COVID-19 vaccine clinics held on campus


Photo credit/ Thomas Kerrigan

The remaining clinics, on April 6 and April 14, will only offer second doses.

Ellen Frantz, News Editor

The COVID-19 vaccine roll-out has reached Marywood University’s campus. On April 8 and April 16, the university hosted pop-up vaccine clinics that allowed members of the Marywood community to receive the Moderna COVID-19 vaccine.

According to Director of Student Health Services Maura Smith, the April 8 clinic was at first only meant for local college and university employees until Family Pharmacy, the pharmacy that provided the vaccines, notified the university that there would be an excessive number of vaccines.

“This was scheduled to be a pop-up vaccination clinic for faculty and staff,” said Smith. “We found out the evening before that there were additional doses that were available if we knew anyone who could use those vaccinations so that they didn’t go to waste.”

According to Smith, 500 people received vaccines during the April 8 clinic. An additional 120 people received vaccines at the April 16 clinic.

“We did have 500 vaccines available for [the April 16 clinic] but not as much interest as we had hoped,” said Smith.

According to Director of the Physician Assistant Program Abigail Davis, Associate Professor of Business Dr. Christopher Speicher played a significant role in connecting the university with Family Pharmacy.

Davis noted that since the vaccine roll-out began, Speicher has worked with the pharmacy to provide clinics for those in need.

“He wanted to help vaccinate some of the neediest people in town, so some elderly patients, some low-income high-rise houses and some in rural communities [who are] having a hard time accessing vaccines,” said Davis.

Davis explained that Undergraduate students in the Pre-Physician Assistant and Nursing programs are learning a great deal from volunteering at the community and university clinics.

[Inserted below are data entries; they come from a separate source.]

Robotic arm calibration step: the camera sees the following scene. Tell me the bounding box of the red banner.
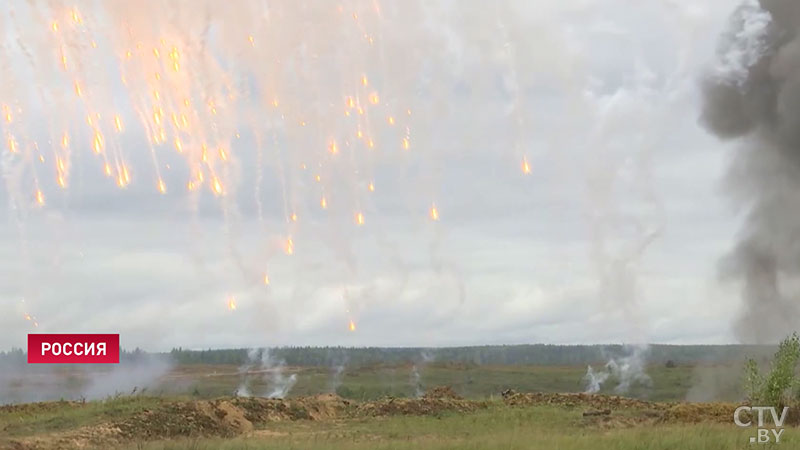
[28,334,119,364]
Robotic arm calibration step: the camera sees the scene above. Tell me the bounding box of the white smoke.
[409,350,435,398]
[715,0,772,87]
[236,348,297,398]
[583,345,652,394]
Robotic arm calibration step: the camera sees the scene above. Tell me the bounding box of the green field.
[0,363,768,450]
[0,396,788,450]
[128,363,740,401]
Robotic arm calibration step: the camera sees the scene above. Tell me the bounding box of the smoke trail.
[583,345,652,394]
[236,348,297,398]
[409,350,435,398]
[701,0,800,343]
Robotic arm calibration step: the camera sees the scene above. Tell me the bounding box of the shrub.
[744,333,800,407]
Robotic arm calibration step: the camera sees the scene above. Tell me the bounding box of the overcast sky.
[0,0,752,350]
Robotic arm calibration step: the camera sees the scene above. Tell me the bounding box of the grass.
[119,405,800,450]
[0,396,168,442]
[0,364,756,450]
[167,364,708,401]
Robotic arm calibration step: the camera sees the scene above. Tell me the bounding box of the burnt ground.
[0,387,776,450]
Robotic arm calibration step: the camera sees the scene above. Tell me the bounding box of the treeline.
[164,344,769,367]
[0,344,774,367]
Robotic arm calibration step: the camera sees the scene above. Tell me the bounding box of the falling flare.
[211,176,222,196]
[283,238,294,256]
[430,203,439,221]
[369,92,381,105]
[92,131,103,153]
[522,156,531,175]
[8,135,17,153]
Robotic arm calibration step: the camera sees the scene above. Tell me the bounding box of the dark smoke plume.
[701,0,800,343]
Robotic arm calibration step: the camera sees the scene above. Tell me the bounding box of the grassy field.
[128,406,800,450]
[0,397,788,450]
[0,363,756,450]
[152,364,740,401]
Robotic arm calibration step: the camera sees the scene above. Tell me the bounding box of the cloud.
[0,0,735,350]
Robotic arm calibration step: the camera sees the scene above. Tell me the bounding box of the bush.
[744,333,800,408]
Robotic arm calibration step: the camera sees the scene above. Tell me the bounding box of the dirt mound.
[231,394,350,423]
[0,400,86,414]
[356,397,487,416]
[116,400,241,440]
[502,389,669,411]
[661,403,738,423]
[422,386,462,400]
[503,390,748,428]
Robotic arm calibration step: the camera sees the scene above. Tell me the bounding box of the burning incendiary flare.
[369,92,381,105]
[92,131,103,153]
[211,177,222,196]
[283,238,294,256]
[522,156,531,175]
[429,203,439,221]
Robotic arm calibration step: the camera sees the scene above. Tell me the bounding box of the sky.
[0,0,752,351]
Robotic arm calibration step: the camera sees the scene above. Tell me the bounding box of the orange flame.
[522,156,531,175]
[429,203,439,221]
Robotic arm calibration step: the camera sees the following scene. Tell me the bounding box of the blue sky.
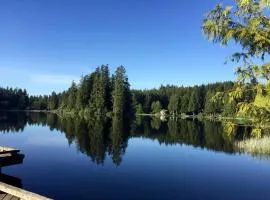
[0,0,235,94]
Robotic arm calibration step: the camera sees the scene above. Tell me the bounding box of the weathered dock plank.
[0,182,51,200]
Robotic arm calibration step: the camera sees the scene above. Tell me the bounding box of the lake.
[0,112,270,200]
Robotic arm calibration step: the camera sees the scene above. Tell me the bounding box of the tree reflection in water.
[0,112,253,165]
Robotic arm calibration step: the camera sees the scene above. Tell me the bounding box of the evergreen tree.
[112,66,131,116]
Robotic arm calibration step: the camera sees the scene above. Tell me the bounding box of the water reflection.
[0,112,251,165]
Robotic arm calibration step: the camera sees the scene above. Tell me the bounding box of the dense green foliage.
[132,82,235,116]
[203,0,270,127]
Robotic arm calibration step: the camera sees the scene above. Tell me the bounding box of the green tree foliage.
[48,92,58,110]
[67,81,78,110]
[76,74,93,109]
[202,0,270,121]
[89,65,111,116]
[112,66,131,116]
[168,95,181,115]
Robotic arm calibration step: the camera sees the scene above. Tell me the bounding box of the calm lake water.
[0,112,270,200]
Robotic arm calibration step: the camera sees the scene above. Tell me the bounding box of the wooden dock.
[0,146,50,200]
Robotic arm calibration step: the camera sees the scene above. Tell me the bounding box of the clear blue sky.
[0,0,235,94]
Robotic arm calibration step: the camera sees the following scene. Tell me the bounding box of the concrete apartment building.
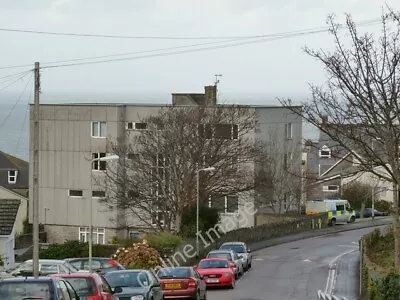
[29,86,302,244]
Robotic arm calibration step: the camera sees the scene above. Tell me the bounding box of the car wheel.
[230,280,236,290]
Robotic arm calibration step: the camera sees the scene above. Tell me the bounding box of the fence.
[317,290,347,300]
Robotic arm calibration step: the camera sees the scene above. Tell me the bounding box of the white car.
[206,250,244,278]
[219,242,253,271]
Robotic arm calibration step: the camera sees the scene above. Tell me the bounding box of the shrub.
[113,240,160,269]
[40,241,118,259]
[180,205,220,237]
[146,231,182,252]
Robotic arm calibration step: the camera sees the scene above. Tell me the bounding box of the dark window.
[92,153,107,171]
[226,196,239,212]
[92,191,106,198]
[69,190,83,197]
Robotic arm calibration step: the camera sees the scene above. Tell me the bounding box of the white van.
[306,198,356,226]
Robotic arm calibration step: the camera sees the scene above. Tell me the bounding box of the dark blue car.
[0,277,79,300]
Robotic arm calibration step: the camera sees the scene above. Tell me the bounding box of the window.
[92,191,106,198]
[285,123,292,140]
[92,153,107,171]
[319,145,332,158]
[79,227,105,244]
[322,185,339,192]
[69,190,83,197]
[126,122,147,130]
[209,195,239,213]
[92,121,107,137]
[8,170,18,183]
[198,124,239,140]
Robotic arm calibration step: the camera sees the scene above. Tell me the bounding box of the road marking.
[325,249,358,294]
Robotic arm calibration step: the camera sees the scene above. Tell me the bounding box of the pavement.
[207,218,391,300]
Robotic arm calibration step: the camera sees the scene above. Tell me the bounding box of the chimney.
[321,115,328,124]
[204,85,217,106]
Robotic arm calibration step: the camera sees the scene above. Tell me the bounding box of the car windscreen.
[157,268,191,279]
[199,259,229,269]
[221,244,246,253]
[207,252,232,261]
[104,271,149,288]
[0,281,54,300]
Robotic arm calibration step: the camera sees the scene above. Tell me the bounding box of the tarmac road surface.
[207,228,384,300]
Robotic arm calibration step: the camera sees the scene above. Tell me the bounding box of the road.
[208,228,382,300]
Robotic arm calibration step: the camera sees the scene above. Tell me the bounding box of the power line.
[0,19,381,40]
[0,71,30,91]
[0,19,380,70]
[0,73,33,129]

“They are getting to work and talk with people, and that experience is not necessarily vaccinating, but more importantly, learning how to talk to people,” said Davis. “[Just communicating with patients] is so much more valuable than anything else. Especially for these students, since the pandemic started, they haven’t been able to do normal Pre-PA activities.”

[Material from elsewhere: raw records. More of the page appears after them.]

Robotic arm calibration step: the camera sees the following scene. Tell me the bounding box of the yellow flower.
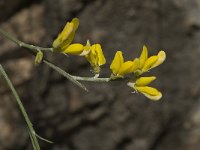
[127,76,162,101]
[110,51,139,77]
[63,40,91,56]
[138,46,166,74]
[53,18,79,52]
[85,44,106,74]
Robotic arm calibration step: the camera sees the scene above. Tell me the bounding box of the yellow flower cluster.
[110,46,166,100]
[53,18,106,75]
[53,18,166,100]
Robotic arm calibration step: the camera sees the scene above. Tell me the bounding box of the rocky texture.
[0,0,200,150]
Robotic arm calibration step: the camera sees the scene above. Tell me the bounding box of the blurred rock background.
[0,0,200,150]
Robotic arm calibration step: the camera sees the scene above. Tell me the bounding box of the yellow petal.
[53,18,79,51]
[135,76,156,86]
[117,61,133,76]
[151,51,166,68]
[139,45,148,69]
[80,40,91,56]
[142,56,158,72]
[95,44,106,66]
[110,51,124,74]
[72,18,79,32]
[131,58,140,72]
[135,86,162,101]
[85,45,97,66]
[64,43,84,55]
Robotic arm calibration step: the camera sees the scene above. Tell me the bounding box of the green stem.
[0,64,40,150]
[0,28,53,54]
[72,76,111,82]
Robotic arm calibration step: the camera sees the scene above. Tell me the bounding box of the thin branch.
[0,28,53,53]
[72,76,111,82]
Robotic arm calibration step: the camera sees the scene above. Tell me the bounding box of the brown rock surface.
[0,0,200,150]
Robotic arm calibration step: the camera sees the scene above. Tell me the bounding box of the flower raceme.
[110,51,139,79]
[138,46,166,75]
[127,76,162,101]
[53,18,79,52]
[85,44,106,74]
[51,18,166,101]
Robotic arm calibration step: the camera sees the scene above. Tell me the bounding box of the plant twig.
[0,28,53,54]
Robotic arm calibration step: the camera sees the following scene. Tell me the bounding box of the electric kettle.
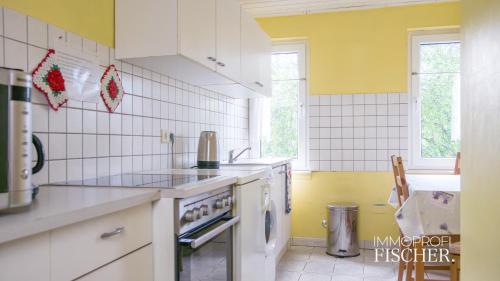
[0,68,45,212]
[197,131,220,169]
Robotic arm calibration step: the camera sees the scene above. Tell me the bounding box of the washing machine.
[234,179,274,281]
[264,199,278,281]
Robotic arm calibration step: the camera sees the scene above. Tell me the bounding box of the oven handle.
[179,216,240,249]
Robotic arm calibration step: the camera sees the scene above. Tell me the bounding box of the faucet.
[228,146,252,164]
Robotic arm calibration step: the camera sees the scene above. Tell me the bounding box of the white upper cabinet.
[179,0,218,70]
[115,0,271,98]
[241,11,272,96]
[216,0,241,82]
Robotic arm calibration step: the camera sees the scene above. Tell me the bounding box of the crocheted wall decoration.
[31,49,68,111]
[101,64,124,112]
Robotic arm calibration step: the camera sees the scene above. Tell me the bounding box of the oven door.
[177,213,240,281]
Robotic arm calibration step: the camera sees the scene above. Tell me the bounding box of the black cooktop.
[51,173,217,188]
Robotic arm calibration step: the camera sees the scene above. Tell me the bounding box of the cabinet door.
[0,232,50,281]
[241,10,261,91]
[179,0,216,70]
[256,29,273,97]
[77,244,153,281]
[216,0,241,81]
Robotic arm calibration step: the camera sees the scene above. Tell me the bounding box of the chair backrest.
[391,155,409,207]
[454,151,461,175]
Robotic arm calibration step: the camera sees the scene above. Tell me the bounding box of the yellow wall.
[0,0,115,47]
[292,172,398,241]
[259,2,460,95]
[460,0,500,281]
[259,2,460,240]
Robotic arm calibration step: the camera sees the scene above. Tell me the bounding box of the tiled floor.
[276,246,447,281]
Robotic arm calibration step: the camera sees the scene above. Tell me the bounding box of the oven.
[176,185,240,281]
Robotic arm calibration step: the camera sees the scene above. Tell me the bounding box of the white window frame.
[408,29,461,170]
[254,40,309,171]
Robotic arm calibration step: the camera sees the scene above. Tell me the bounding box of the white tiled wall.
[0,8,248,183]
[309,93,408,171]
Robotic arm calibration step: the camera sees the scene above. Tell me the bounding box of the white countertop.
[0,186,160,243]
[221,158,293,168]
[0,166,270,243]
[141,166,268,189]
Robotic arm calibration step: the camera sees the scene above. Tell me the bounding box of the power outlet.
[160,129,170,143]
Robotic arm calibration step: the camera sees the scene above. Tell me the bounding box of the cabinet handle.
[101,226,125,239]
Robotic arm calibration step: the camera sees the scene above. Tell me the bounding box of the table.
[388,174,460,237]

Davis also noted that students in the Business and Social Work programs have also volunteered at these clinics.

“It has been actually a really cool chance for us to get to know them, which we normally wouldn’t have been able to do,” said Davis. “And to do some inner-professional learning with the other students as well.”

Music Education Major Kristin Ventricelli was one of the students who got vaccinated during the April 8 clinic. Ventricelli said she did not want to pass up the opportunity to get the vaccine, and she is happy to have received it.

“I did feel good getting the vaccine, and knowing that I’ll be fully vaccinated by the time I go home is very comforting,” Ventricelli.

The remaining clinics will happen on April 6 and April 13. These clinics will only offer second doses, but Smith said the university is exploring the possibility of additional first-dose clinics on campus.